Pakistan generates electricity through both thermal and hydel power, although until 1980s, share of hydropower in the energy mix was more than 50%. This changed after the introduction of IPP Policy as it encouraged private sector to invest in furnace oil and gas based plants in Pakistan.
The policy was driven by the lower oil prices (an average of $18 per barrel), at the time, which escalated to more than $90/bbl over the years driving up the cost of generation. Since, electricity was subsidized for domestic consumers, the differential between the tariff charged and the cost of electricity had to be picked up the government, leading the country to the vicious cycle of circular debt.
Moreover, uncoordinated policy of allocating natural gas among its various uses, without long term planning, resulted in depletion of local gas reserves necessitating import of LNG.

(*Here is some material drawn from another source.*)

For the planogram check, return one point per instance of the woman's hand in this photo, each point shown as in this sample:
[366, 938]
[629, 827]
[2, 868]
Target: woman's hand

Presently, the installed capacity of the country is 26,000 MW while gross generation is 117,000 GWh with hydel providing 30%, gas 30 % and furnace oil 36% of total generation. Renewable energy share (excluding large hydro) is below 2%.
Source: Power System Statistics 2015-16
However, if the government doesn’t change its energy policy along the way, and the planned investments for the next 15 years materialize, by the year 2035 the energy mix would get 50% from thermal (coal, LNG, gas and oil) and 47% from renewables (solar, wind and hydro), with a total installed capacity of around 74,000 MW. Since 50% of the incoming coal plants will be using imported coal while RLNG plants will utilize LNG imported from Qatar, our energy costs will continue to be vulnerable to external factors.
Source: Planning Commission
The increased deployment of renewable energy, including large hydroelectric projects, can provide energy security, foreign exchange savings, and environmental benefits. More importantly, a higher share of renewables can reduce fuel costs (a major component of the total generation costs), and as a result reduce subsidies afforded to the power sector. Liquefied natural gas, coal, and oil prices tend to be highly volatile as these depend on external factors, and can thus have substantial impact on the energy costs. On the other hand, wind, solar and hydro power costs are much less volatile.